An overwhelming 82 percent rated nursing ethics as “high” or “very high.” Sixteen percent of respondents rated nursing ethics as “average,” while 2 percent rated nursing ethics as “very low” or “low.”
The second through fifth most ethical professions were military officers, grade school teachers, medical doctors, and pharmacists, respectively.
About Ethics in Nursing
Ethics are fundamental to the nursing profession. A patient puts his or her life and well-being into a nurse’s hands at every nursing intervention. While a patient benefits emotionally from a nurse’s compassion and empathy, a patient relies on a nurse’s ethics and honesty.

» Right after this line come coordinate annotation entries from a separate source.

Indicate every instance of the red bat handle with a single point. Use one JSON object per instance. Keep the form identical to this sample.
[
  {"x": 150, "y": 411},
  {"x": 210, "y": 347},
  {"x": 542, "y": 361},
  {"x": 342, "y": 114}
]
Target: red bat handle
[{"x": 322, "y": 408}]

Nurses serve as advocates for the rights, health, and safety of the patients under their care. They are also responsible for their patients’ families and associated groups. For example, a nurse focuses on the health and well-being of a patient with an infectious disease, but is also concerned with the overall health and welfare of the family, friends and co-workers who may have contracted the infection. In some cases, nurses must inform families, business associates or communities about a patient’s treatment and progress, but only when doing so is ethical, appropriate for community health and compliant with patient privacy laws.
It is up to the nursing code of ethics to help nurses make tough decisions on behalf of the patients and the communities in which they live.
Nursing schools offer ethics courses to help students navigate ethical decisions professional nurses make every day. Many courses teach the four principles of ethics in healthcare:
- Autonomy – respecting a patient’s right to make decisions regarding care
- Beneficence – compassion and desire to do good
- Nonmaleficence – the avoidance of harm
- Fidelity – truthfulness, honesty, loyalty, advocacy and dedication to patients
The American Nurses Association has developed the Code of Ethics for Nurses in 1950 to serve as a guide that assists nurses in their day-to-day decisions regarding patient outcome. The code articulates the moral foundations of the profession.
The ethics training in nursing schools and standards set by national organizations certainly help improve the perception of ethics and honesty among nurses, but it is actually the nurses themselves that are honest and ethical. Most students who enter the nursing profession honestly want to help others; that sincerity and compassion continues through the course of a nurse’s career.